Pancreatic ductal adenocarcinoma (PDAC) remains a formidable challenge due to its late diagnosis and intrinsic treatment resistance, exacerbates by its development from chronic inflammation to cancer transition (ICT). Here, this investigation aims to develop and evaluate ABSi-148, a novel near-infrared (NIR) agent targeting hypoxic carbonic anhydrase IX (CA IX), for its potential applications in ICT imaging and even PDAC treatment.
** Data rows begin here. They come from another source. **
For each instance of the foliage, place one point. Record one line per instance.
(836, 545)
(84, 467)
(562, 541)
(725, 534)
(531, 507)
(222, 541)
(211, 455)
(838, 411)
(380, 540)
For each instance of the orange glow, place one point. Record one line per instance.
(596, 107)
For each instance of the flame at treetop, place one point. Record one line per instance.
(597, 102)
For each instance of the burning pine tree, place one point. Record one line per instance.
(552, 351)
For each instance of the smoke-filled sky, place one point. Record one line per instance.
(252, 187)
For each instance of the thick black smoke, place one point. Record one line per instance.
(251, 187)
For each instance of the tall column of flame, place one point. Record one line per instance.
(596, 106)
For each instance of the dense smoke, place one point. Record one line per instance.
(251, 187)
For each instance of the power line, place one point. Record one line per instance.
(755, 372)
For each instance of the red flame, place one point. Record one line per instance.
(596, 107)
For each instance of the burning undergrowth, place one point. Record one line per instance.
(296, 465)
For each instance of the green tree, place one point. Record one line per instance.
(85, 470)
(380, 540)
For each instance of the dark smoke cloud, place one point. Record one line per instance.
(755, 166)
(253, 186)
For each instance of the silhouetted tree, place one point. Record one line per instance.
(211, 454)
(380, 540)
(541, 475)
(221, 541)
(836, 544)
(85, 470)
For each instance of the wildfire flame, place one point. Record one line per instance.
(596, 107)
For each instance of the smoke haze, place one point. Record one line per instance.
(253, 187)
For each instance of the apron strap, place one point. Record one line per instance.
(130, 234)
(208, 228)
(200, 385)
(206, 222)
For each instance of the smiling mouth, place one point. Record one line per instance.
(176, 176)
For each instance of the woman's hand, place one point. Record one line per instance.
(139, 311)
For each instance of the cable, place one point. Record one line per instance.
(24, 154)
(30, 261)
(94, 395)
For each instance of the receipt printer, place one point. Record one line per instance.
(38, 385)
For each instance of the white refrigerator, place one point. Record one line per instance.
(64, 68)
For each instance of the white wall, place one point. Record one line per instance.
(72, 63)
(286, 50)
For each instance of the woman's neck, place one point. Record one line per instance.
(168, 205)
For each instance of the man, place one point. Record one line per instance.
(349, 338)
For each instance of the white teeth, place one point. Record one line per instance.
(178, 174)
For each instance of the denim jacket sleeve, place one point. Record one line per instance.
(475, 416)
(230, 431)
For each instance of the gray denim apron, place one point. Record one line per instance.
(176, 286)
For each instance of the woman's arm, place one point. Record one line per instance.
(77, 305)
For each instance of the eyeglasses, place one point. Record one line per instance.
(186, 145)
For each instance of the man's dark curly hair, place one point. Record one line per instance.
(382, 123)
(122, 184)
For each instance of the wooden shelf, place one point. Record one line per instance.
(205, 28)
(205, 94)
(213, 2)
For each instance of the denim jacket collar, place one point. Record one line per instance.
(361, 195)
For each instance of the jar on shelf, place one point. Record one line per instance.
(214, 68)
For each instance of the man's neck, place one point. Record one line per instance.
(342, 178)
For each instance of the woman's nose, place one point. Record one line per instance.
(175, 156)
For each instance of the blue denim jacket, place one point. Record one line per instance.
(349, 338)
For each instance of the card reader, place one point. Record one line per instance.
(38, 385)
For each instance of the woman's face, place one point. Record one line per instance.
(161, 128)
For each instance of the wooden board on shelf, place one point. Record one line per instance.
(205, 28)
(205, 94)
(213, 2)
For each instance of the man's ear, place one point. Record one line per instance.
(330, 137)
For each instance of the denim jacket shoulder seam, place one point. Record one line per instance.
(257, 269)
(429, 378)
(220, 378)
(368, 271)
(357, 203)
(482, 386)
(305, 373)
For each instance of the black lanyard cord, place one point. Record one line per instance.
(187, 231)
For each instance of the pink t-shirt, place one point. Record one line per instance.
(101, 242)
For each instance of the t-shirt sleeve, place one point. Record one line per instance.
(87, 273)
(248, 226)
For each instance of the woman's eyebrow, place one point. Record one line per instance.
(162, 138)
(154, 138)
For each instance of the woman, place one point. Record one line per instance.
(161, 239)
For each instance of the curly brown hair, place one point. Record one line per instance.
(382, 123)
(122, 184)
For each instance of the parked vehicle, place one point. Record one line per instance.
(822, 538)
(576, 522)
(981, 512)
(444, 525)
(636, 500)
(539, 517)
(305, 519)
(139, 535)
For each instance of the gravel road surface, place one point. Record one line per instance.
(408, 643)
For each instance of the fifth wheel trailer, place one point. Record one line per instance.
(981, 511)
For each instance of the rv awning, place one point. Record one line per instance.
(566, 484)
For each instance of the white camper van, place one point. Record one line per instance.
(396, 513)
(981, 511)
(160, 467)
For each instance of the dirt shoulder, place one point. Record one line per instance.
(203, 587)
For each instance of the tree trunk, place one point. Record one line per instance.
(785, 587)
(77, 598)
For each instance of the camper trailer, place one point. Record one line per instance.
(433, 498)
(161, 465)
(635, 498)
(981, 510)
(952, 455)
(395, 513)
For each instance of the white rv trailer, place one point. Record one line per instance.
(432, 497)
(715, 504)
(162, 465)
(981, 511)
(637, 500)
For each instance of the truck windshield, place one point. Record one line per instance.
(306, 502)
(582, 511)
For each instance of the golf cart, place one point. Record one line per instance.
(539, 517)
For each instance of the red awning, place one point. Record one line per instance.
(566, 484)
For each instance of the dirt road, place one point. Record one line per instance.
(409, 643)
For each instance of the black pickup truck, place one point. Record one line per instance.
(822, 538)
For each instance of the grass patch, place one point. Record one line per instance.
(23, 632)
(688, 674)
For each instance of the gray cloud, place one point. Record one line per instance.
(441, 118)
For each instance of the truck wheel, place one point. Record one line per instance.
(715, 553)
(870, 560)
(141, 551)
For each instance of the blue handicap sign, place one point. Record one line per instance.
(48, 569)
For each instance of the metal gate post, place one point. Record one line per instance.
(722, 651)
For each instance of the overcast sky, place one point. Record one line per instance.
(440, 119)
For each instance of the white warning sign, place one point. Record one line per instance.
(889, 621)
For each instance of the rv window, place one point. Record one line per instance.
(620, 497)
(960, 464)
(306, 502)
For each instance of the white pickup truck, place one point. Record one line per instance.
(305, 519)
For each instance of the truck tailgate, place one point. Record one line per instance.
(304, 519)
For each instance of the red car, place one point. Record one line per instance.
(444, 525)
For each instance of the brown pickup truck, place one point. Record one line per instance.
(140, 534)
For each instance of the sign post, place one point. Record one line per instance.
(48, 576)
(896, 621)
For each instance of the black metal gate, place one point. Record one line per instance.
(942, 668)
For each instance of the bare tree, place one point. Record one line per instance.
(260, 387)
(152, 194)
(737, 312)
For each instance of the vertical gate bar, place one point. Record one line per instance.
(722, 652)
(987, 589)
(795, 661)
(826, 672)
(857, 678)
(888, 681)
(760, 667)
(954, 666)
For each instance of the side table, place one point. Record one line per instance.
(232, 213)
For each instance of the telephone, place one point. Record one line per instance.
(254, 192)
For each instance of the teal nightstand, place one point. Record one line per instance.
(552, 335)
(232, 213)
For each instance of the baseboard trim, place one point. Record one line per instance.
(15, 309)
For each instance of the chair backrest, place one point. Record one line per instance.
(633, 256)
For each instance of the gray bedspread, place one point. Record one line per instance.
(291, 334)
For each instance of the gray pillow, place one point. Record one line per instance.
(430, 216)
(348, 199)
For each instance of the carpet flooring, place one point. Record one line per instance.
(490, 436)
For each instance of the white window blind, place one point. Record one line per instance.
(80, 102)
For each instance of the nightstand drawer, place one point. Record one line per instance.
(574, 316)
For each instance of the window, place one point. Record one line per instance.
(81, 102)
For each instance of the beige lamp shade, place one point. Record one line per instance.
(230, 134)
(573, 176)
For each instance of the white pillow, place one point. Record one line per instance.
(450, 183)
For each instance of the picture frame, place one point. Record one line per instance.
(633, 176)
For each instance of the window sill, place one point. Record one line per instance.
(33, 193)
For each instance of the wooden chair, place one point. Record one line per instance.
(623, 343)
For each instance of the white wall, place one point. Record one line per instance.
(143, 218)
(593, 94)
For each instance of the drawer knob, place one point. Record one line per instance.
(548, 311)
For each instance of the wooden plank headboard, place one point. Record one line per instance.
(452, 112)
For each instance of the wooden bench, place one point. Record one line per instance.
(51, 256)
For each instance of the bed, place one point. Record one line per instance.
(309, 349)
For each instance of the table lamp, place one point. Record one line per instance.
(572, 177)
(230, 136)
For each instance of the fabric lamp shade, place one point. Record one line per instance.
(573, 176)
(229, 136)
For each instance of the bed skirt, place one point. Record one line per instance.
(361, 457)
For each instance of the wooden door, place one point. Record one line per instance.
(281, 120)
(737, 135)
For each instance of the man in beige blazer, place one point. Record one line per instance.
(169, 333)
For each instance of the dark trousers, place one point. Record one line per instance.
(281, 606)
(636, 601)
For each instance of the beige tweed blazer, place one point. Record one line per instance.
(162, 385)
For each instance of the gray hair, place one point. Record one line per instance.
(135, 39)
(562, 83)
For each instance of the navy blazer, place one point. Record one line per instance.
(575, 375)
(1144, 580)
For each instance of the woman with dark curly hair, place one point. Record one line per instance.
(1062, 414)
ABSi-148 is synthesized from 4-(2-Aminoethyl) benzene sulfonamide (ABS), a sulfonamide derivative, conjugating with MHI-148 dye with merits of exceptional NIR-emitting traits, high biocompatibility, and deep tissue penetration imaging capability. It selectively accumulates in CoCl₂-induced pancreatic stellate cells and pancreatic cancer cells via binding with transmembrane CA IX in vitro. Meanwhile, ABSi-148 effectively visualizes the early pancreatic lesion, and its long-term administration inhibits the progression of hypoxia-related fibrosis involved in pancreatic intraepithelial neoplasias (PanINs), and even PDAC progression in vivo. Besides, ABSi-148 monitors treatment efficacy and localizes hypoxic tumor regions, enhancing survival in tamoxifen combined with caerulein-induced KPC mice. Overall, ABSi-148 emerges as a theranostic NIR agent for precise diagnosis and targeted therapy in ICT of PDAC, promising to alleviate tumor progression and enhancing outcomes.